Écrite par le norvégien Henrik Ibsen, « Une maison de poupée » raconte l’histoire de Nora qui, pour sauver son mari malade Torvald, se voit obligée de faire un prêt à la banque. Chose interdite pour une femme de son époque (XIXe siècle), elle falsifie la signature de son père et contracte le prêt auprès de Krogstad, un banquier employé par son mari. Traversant chantage et menaces, Nora se fait emporter par son mensonge dans une société bourgeoise hypocrite et sexiste. Elle réalise alors qu’elle ne veut plus être la « petite alouette ou la jolie poupée » de son mari. Elle refuse de rester enfermée dans son couple où elle est traitée comme inférieure et n’est seulement réduite qu’à son rôle de mère de famille ou de trophée mondain.
Interprétée par la magnifique Maja Kunšič, le personnage de Nora se veut ambassadeur de l’émancipation de la femme dans une société misogyne. Kunšič incarne parfaitement cette femme plongée dans ce monde de faux-semblants. Les autres rôles sont joués par des marionnettes grandeur nature, hyper réalistes, que l’actrice manipule de façon remarquable. On en oublie presque que ce ne sont pas de vraies personnes.
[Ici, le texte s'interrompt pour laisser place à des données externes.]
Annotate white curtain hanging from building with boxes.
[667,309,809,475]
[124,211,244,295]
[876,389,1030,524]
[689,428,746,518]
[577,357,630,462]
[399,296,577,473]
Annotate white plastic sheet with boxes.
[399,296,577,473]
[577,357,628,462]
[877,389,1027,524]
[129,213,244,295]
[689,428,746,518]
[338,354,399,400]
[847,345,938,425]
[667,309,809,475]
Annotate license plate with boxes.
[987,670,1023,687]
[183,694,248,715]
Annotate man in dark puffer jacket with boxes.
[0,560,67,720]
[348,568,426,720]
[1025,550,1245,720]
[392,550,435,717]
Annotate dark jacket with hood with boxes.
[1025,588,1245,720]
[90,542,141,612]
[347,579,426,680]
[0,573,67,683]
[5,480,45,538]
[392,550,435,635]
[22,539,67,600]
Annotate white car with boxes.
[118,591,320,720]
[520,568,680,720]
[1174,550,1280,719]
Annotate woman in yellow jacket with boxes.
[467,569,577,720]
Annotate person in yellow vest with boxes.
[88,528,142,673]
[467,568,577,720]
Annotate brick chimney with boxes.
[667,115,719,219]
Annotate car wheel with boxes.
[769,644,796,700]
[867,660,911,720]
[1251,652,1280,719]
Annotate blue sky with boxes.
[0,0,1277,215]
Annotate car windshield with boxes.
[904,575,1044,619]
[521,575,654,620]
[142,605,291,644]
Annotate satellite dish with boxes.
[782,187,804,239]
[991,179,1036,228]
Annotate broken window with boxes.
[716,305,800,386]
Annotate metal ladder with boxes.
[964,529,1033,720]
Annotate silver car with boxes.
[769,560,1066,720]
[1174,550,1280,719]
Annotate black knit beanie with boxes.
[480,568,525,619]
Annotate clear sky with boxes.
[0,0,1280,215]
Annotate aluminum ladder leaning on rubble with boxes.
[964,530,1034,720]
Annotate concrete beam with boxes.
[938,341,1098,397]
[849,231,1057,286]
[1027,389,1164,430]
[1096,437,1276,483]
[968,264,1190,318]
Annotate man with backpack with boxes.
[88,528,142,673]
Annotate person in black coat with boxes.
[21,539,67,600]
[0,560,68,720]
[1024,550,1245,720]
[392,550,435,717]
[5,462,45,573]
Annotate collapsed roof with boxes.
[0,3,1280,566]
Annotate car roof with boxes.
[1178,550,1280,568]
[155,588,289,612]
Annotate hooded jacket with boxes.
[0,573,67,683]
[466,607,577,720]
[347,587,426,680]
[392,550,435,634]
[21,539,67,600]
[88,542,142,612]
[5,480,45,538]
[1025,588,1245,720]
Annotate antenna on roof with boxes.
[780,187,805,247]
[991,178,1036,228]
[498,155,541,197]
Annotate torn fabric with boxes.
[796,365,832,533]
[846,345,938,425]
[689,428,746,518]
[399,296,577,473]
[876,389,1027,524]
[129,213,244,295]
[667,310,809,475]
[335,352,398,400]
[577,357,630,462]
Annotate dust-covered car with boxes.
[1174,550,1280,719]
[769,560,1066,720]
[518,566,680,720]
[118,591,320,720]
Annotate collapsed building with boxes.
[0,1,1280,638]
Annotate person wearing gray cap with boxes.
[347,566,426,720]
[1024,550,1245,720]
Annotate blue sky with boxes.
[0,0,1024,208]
La mise en scène d’Yngvild Aspeli, une des plus grandes marionnettistes du monde, est remplie de parallèles puissants et poétiques. Au fur et à mesure de l’histoire, des araignées apparaissent dans le décor. Elles se faufilent entre les pieds de la table, courent le long de la scène et montent sur les corps. Plus le récit avance, plus les araignées grandissent. Plus elles grandissent, plus Nora se fait piéger dans un patriarcat qui l’étouffe. La comédienne porte parfois une énorme tête d’alouette trop lourde pour elle, symbole de son surnom qui la réduit à sa condition d’épouse. C’est quand son couple vole en éclat que Torvald est remplacé par le seul autre comédien humain de la pièce. Peut-être une image suggérant que Nora s’accepte enfin comme l’égale de son mari ? Une mise-en-scène singulière et émouvante qui plonge le spectateur dans l’histoire dès la première minute.
L’esthétique inédite proposée par Aspeli avec ses marionnettes, ses décors et ses lumières changeantes, porte un texte époustouflant et rempli d’ironie, sublimé par l’interprétation magistrale de Maja Kunšič. Une pièce écrite en 1879 mais qui aborde pourtant des thèmes encore bien présents à notre époque.